General Motors Co. and Panasonic Holdings Corp. have signed agreements to buy electric-vehicle battery materials from Nouveau Monde Graphite Inc. and will invest in the Canadian miner to help it produce high-quality graphite in North America.

GM and Panasonic have each committed to purchase 18,000 metric tonnes of active anode material annually over a period of six to seven years, Nouveau Monde Graphite said in a statement Thursday.

The mining company has a project in Saint-Michel-des-Saints, Quebec, about 100 miles north of Montreal, and plans to build a graphite concentrator nearby. A refining facility for the production of active anode material, which accounts for about half of an electric vehicle battery, will also be built in Becancour, Quebec, where GM and Ford Motor Co. are already constructing EV battery-component plants.

The cost to build the entire operation is estimated at about US$1.2 billion, and Nouveau Monde Graphite plans to raise $725 million in debt and $475 million in equity. GM and Panasonic are each injecting $25 million into the company now.

The two companies and potential co-investors may participate in future funding worth hundreds of millions of dollars, according to the statement.

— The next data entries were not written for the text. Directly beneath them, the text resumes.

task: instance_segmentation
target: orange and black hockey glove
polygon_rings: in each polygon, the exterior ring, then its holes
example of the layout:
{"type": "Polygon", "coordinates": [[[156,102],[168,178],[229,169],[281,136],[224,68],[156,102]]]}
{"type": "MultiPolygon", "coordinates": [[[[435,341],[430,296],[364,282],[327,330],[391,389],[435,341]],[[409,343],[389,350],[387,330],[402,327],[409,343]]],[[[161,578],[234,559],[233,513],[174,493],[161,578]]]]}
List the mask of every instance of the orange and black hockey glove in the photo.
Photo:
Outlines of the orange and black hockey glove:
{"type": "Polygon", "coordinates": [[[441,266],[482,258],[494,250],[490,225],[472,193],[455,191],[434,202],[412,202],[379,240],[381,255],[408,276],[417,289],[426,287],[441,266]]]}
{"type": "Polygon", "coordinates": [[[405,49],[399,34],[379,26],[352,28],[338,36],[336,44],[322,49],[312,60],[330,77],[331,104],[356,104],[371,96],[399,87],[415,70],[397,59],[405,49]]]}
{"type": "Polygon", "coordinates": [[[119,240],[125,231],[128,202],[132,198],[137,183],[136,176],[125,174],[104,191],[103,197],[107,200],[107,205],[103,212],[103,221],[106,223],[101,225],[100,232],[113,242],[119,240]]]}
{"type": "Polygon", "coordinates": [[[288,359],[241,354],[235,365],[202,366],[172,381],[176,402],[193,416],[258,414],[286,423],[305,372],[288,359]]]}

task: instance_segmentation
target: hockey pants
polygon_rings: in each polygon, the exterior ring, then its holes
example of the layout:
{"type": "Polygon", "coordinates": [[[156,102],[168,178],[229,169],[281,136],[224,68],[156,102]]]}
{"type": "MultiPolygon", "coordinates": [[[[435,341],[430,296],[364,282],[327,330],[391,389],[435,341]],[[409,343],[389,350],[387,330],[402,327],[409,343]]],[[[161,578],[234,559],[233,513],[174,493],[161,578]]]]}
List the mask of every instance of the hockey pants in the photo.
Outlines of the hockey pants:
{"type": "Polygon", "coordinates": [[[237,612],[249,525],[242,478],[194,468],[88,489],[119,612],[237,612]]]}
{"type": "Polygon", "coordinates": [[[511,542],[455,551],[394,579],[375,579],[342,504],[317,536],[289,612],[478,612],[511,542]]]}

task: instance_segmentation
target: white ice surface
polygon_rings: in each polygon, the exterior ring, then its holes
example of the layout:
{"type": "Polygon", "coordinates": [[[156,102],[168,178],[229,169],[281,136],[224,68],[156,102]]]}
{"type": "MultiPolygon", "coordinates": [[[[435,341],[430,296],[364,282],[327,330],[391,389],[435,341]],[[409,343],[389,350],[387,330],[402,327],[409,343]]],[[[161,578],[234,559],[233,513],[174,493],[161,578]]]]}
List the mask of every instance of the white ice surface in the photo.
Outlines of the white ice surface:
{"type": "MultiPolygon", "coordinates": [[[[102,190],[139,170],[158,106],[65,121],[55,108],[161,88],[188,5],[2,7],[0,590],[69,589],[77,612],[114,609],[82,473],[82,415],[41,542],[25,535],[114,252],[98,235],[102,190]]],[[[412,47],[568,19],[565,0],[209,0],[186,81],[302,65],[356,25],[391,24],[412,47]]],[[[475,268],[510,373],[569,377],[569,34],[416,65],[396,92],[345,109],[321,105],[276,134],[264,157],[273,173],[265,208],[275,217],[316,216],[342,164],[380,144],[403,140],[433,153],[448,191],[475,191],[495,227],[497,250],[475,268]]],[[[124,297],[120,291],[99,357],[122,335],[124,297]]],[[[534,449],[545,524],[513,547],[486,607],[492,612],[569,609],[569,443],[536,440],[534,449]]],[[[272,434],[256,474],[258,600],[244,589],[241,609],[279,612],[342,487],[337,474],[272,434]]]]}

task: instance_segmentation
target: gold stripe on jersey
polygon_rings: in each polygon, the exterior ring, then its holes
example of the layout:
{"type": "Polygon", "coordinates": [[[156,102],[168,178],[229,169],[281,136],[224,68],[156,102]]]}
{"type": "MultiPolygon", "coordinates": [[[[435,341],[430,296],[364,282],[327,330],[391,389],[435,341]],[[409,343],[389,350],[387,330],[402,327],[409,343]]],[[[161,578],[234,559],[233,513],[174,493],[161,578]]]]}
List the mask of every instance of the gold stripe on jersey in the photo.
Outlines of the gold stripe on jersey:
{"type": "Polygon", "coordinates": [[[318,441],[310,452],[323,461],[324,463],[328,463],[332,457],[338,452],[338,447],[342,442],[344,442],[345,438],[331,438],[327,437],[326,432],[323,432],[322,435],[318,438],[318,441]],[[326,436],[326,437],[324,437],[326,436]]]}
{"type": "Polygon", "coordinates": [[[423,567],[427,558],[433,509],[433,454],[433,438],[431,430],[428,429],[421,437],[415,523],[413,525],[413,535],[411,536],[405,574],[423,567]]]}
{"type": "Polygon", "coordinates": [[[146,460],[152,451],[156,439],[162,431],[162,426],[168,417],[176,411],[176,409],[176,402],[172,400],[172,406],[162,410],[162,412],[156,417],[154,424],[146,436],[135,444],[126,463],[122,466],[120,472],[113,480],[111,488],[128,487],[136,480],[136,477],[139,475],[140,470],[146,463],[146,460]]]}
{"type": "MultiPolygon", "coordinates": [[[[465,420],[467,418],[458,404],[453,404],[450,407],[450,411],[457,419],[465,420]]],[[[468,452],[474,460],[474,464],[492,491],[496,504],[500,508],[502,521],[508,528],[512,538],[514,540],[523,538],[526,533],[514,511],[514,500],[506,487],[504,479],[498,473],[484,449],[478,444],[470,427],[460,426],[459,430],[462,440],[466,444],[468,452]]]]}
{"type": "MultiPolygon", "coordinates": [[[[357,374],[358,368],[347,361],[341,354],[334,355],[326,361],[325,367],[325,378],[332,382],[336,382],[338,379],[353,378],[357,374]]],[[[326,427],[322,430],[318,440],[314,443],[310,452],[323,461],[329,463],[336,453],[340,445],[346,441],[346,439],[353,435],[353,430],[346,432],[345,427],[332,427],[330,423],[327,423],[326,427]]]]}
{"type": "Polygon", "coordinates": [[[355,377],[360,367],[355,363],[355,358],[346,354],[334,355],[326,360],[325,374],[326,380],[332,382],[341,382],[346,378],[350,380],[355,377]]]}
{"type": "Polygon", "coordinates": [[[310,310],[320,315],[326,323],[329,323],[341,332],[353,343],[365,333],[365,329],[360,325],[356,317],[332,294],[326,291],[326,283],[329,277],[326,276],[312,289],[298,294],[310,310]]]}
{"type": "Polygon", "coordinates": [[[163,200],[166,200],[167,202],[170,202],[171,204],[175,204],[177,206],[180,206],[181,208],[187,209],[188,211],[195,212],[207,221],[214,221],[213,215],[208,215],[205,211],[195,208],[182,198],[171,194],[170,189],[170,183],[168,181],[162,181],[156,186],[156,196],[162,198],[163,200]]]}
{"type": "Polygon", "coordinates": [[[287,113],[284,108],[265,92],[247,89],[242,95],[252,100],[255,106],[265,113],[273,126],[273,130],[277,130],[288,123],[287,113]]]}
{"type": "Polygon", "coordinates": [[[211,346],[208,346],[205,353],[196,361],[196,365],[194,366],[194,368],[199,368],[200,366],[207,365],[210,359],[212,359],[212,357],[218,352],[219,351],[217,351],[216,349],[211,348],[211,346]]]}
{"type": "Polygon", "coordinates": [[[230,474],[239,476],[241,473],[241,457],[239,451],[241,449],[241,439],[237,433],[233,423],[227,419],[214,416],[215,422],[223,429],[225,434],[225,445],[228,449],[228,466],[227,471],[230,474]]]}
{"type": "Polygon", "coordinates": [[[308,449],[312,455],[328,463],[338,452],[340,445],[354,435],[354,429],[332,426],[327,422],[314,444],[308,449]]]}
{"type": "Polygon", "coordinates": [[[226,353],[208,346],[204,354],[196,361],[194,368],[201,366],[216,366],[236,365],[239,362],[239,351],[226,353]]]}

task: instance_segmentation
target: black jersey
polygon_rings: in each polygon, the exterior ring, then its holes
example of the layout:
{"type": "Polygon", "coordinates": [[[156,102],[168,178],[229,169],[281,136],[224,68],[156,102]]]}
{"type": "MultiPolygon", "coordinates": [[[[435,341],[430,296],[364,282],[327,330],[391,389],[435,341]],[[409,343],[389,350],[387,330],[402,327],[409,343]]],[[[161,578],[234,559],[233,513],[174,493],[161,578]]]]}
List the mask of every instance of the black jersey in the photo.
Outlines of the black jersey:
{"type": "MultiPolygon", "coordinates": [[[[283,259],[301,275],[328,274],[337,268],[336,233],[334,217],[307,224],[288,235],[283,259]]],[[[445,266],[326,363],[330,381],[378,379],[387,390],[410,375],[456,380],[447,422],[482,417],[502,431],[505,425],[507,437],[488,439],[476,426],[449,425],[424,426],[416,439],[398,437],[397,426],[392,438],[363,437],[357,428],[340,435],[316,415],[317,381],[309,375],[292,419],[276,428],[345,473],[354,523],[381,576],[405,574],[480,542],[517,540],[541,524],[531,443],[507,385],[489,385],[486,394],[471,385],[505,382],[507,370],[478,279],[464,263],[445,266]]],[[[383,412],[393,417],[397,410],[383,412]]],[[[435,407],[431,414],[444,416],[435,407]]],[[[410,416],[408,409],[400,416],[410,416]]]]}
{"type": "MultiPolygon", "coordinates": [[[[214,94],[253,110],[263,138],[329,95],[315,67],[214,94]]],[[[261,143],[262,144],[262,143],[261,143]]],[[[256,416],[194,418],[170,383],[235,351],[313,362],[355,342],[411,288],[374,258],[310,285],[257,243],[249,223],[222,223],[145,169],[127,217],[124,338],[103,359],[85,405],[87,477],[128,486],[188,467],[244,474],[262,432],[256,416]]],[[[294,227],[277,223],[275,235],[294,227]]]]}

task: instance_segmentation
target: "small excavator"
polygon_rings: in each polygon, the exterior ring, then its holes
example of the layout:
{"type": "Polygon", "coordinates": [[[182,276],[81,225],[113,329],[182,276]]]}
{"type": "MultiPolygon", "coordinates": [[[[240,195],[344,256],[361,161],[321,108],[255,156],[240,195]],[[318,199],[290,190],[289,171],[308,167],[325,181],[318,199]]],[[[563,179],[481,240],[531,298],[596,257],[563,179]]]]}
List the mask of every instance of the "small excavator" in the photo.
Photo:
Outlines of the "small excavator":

“We needed players ready to commit over a 10-year period, so three years of construction and seven years of supply in large quantities,” Nouveau Monde Chief Executive Officer Eric Desaulniers said in an interview. “We will now be able to set up a financial structure, which could not have happened otherwise. It is really the most important milestone for us to continue our progress.”

Shares of Nouveau Monde rose as much as 36 per cent in early trading and were up 18 per cent at C$3.28 at 10:45 a.m. in Toronto.

The firm is also backed by the financial arm of the Quebec government, London-based private equity shop Pallinghurst Resources LLP and Japan’s Mitsui & Co.

Graphite is a key material used to make the anode, the negative electrode of EV batteries, while the cathode is the positive electrode which includes lithium. Almost no battery-grade graphite is produced in North America, and the battery supply chain relies heavily on China, which has at least 90 per cent of the global natural graphite anode capacity, according to BloombergNEF.